"So everything is lost, even my mother's esteem; everything is poisoned, even the memory of Switzerland! Those six months of love and happiness were devoted to covering up a theft."
"And to eluding the pursuit of the police," added Henryet.
"No! no!" I cried wildly, looking at him as if to question him; "he loved me! it is certain that he loved me! I cannot think of that time without being absolutely certain of his love. He was a thief who had stolen a maid and a jewel-chest, and who loved them both."
Henryet shrugged his shoulders; I realized that I was wandering; and, struggling to recover my reason, I insisted upon knowing the explanation of the incredible power he possessed over Leoni.
"You want to know that?" he said. He reflected a moment, then continued: "I will tell you, I can safely tell you; indeed, it is impossible that you can have lived with him a year without suspecting it. He must have made dupes enough at Venice under your eyes."
"Made dupes! he! how so? Oh! be careful what you say, Henryet! he is burdened with accusations enough already."
"I believe that you are incapable as yet of being his accomplice, Juliette; but beware that you do not become so; be careful for your family's sake. I do not know to what point the impunity of a swindler's mistress extends."

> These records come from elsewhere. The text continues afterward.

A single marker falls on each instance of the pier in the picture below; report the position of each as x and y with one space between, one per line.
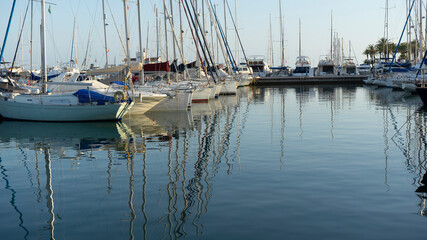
289 80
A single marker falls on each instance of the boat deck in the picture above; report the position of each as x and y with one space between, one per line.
284 80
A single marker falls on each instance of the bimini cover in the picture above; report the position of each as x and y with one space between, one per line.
87 96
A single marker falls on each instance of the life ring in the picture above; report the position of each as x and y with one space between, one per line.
119 96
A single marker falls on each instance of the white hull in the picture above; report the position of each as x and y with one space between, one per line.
229 87
201 94
144 104
62 113
179 102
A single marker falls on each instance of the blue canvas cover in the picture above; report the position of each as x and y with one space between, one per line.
87 96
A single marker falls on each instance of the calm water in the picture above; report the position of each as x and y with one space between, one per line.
271 163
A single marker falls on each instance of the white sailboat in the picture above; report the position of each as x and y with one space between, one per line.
83 105
302 64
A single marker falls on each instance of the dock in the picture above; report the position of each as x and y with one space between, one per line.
289 80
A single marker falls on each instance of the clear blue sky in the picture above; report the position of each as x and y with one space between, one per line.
361 22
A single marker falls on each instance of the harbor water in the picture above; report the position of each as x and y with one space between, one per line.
328 162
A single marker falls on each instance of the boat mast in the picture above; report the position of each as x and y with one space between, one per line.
421 29
173 24
271 54
385 43
331 36
166 32
236 36
181 32
105 34
43 51
299 45
141 73
225 21
31 40
282 41
127 42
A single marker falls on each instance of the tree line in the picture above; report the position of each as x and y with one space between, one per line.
385 49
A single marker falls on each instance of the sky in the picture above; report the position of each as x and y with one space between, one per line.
359 22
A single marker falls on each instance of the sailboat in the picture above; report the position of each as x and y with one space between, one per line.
83 105
302 64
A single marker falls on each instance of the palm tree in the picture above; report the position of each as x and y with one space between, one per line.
403 50
381 46
370 52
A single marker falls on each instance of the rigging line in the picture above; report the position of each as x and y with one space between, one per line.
237 32
117 29
227 48
205 46
185 7
7 31
19 39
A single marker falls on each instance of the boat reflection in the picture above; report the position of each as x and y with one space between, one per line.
168 163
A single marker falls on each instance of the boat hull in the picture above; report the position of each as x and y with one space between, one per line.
422 91
62 113
179 101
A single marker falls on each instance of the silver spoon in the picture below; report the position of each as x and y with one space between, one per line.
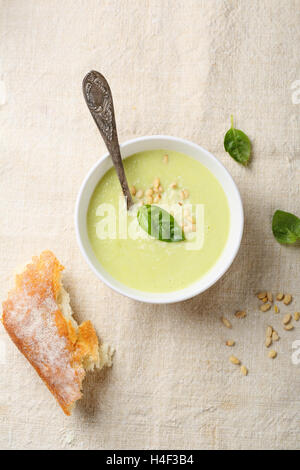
99 100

"You are killing me with shame, monsieur; your words are cruel; pray complete your work and break my heart altogether by telling me what gives you the right of life and death, so to speak, over Leoni? Where have you known him? what do you know of his past life? I know nothing of it myself, alas! I have seen so many contradictory things about him that I no longer know whether he is rich or poor, noble or plebeian; I do not even know if the name he bears belongs to him."

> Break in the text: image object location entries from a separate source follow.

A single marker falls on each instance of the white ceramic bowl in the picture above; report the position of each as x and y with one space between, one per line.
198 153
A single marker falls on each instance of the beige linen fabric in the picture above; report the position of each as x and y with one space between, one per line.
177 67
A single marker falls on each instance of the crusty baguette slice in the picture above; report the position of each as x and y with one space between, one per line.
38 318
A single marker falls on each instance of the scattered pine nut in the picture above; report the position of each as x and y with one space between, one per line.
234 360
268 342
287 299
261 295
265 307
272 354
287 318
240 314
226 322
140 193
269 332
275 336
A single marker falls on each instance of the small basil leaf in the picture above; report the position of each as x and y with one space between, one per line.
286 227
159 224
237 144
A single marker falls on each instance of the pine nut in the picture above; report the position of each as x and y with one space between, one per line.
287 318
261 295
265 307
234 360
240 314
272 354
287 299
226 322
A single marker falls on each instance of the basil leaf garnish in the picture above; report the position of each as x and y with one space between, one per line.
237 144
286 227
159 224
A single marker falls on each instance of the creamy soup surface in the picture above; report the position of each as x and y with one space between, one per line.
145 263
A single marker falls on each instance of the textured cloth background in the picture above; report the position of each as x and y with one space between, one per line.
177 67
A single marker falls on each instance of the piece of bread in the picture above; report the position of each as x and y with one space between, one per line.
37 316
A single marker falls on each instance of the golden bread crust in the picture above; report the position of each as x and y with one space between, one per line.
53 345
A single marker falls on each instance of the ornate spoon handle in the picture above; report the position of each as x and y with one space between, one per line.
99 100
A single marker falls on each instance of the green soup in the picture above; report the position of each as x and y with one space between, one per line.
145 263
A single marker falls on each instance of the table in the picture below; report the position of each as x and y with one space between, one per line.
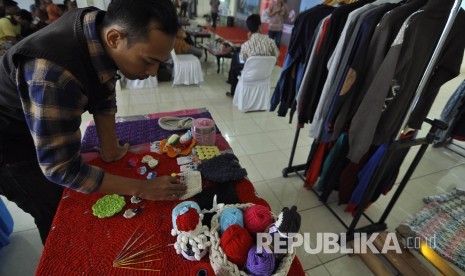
218 50
81 244
198 33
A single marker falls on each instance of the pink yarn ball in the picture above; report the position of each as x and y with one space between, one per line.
257 218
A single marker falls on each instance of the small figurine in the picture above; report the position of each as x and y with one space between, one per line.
186 138
141 170
130 213
133 162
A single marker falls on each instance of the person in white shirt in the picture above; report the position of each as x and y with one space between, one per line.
277 13
257 45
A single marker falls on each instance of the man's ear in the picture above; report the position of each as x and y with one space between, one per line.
114 37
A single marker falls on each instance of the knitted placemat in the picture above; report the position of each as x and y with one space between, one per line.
80 243
135 132
444 219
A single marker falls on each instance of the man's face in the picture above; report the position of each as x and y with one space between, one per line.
11 9
142 58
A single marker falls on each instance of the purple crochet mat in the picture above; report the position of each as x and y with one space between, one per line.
136 132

"That is the only thing that chance saved him the trouble of stealing," Henryet replied. "His name is really Leone Leoni, and he belongs to one of the noblest families of Venice. His father had a small fortune and occupied the palace in which you recently lived. He had an unbounded fondness for this only son, whose precocious talents indicated a superior mental organization. Leoni was educated with care, and, when he was fifteen years old, travelled over half of Europe with his tutor. In five years he learned with incredible ease the language, literature and manners of the countries he visited. His father's death brought him back to Venice with his tutor. This tutor was Abbé Zanini, whom you must have seen frequently at your house last winter. I do not know whether you formed an accurate judgment of him; he is a man of vivid imagination, of exquisite mental keenness, of immense learning, but inconceivably immoral and extremely cowardly beneath a hypocritical exterior of tolerance and sound common-sense. He had naturally depraved his pupil's conscience, and had replaced a proper understanding of justice and injustice in his mind by an alleged knowledge of life, which consisted in committing all the amusing escapades, all the profitable sins, all the actions, good and evil, which can possibly tempt the human heart. I knew this Zanini at Paris, and I remember hearing him say that one must know how to do evil in order to know how to do good, and that one must be able to find enjoyment in vice in order to be able to find enjoyment in virtue. This man, who is more prudent, more adroit and more cold-blooded than Leoni, is much superior to him in knowledge; and Leoni, carried away by his passions or baulked by his caprices, follows him at a distance, making innumerable false moves which are certain to ruin him in society, and which indeed have already ruined him, since he is at the mercy of a few grasping confederates and a few honest men, whose generosity he will soon tire out."
A deathlike chill froze my blood while Henryet was speaking thus. I had to make an effort to listen to the rest.